Gilstrap-Portley did not respond to questions for this story.
Mai Mullen Milton, the attorney representing the child Gilstrap-Portley “dated” at Hillcrest, said her client has had to move and change schools.
Gilstrap-Portley, who pleaded guilty to three charges of tampering with government records and indecency by exposure, is on probation and was required to register as a sex offender.
In the lawsuit, Milton accuses Gilstrap-Portley of grooming the girl, who thought she was dating a 17-year-old, for a sexual relationship, and the district of failing to protect her and other students.
Dallas ISD does not comment on pending litigation. Still, the district’s communications director, Robyn Harris, said Dallas ISD – like other public school districts – must follow a federal law requiring the immediate enrollment of homeless students – even when they don’t have paperwork.
“We reviewed our processes and looked to see areas that could be changed,” she said. “Based on the falsifying of information as they were using the homeless status (protecting such students under McKinney Vento Law), we have no way to combat erroneous testimony.”
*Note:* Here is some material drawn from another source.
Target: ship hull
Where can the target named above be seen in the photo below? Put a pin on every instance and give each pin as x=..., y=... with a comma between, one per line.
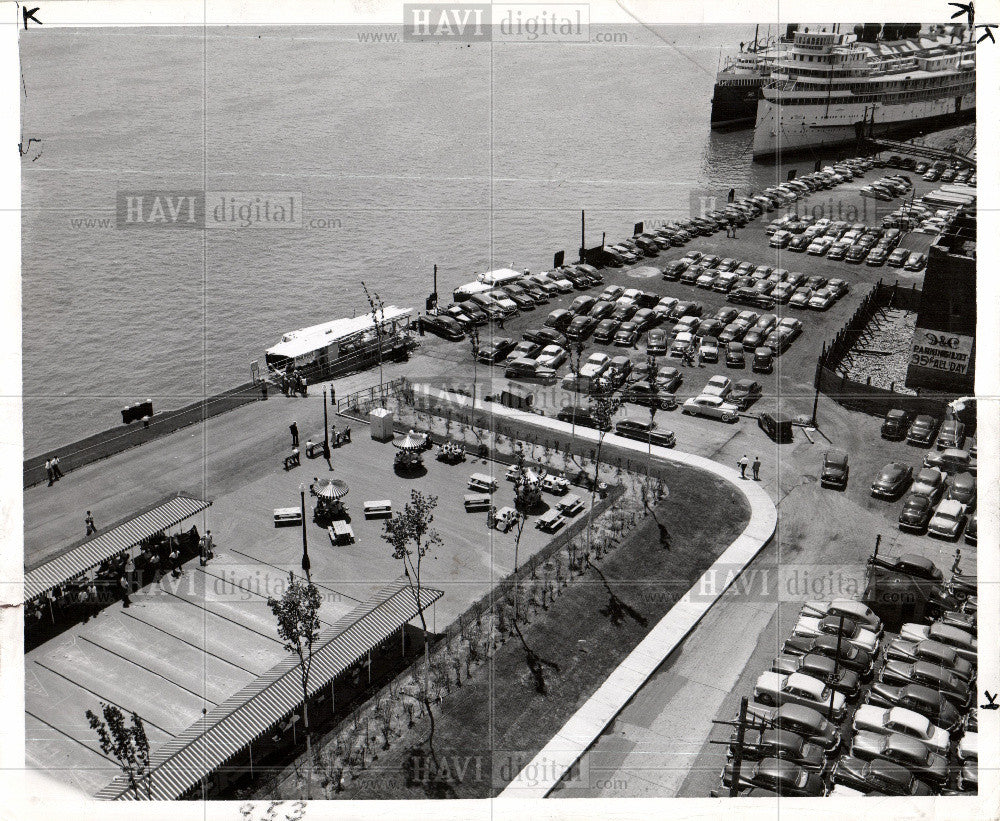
x=803, y=129
x=735, y=106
The suit alleges that Gilstrap-Portley was admitted to Hillcrest for the sole purpose of getting him on the basketball team, a violation of University Interscholastic League protocols.
Gilstrap-Portley was a significant part of the Hillcrest Panthers 11-10 season in 2017-2018, and the district’s high school coaches voted him offensive player of the year.
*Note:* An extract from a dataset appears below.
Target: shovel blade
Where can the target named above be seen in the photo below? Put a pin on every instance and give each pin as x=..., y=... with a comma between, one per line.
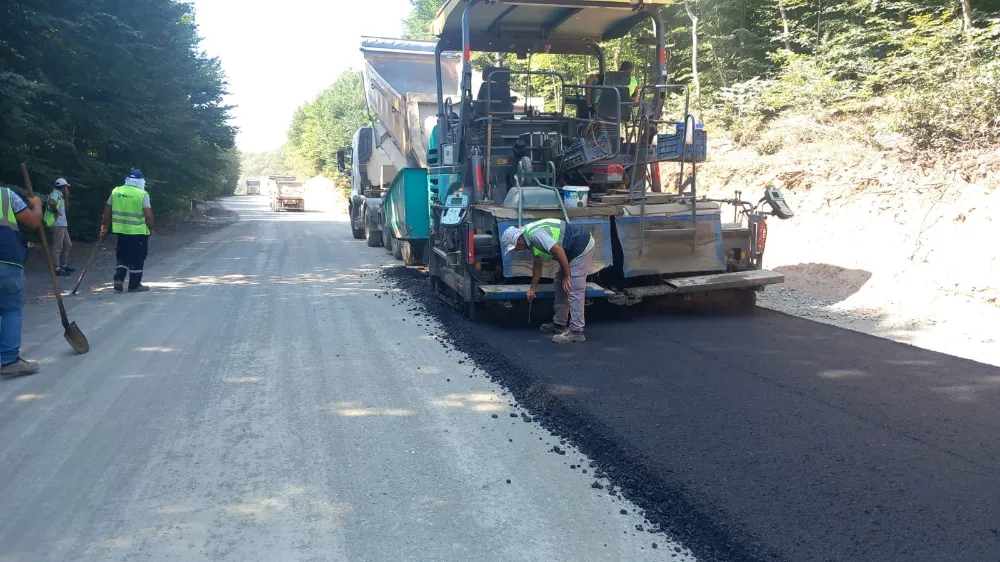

“Schools must submit comprehensive eligibility forms to their District Executive Committee,” UIL spokesperson Julia Atkins said. “The completed forms are to be signed by the superintendent or a designated administrator and the coach.”
It is unclear what the 25-year-old presented to coaches.
“Nothing was done (by the district),” Milton said. “And because of that, I have a client, a child, who is suffering emotionally still from this, who is suffering mentally still from this, and who may have long-lasting impact from her dealings with Mr. Gilstrap-Portley.”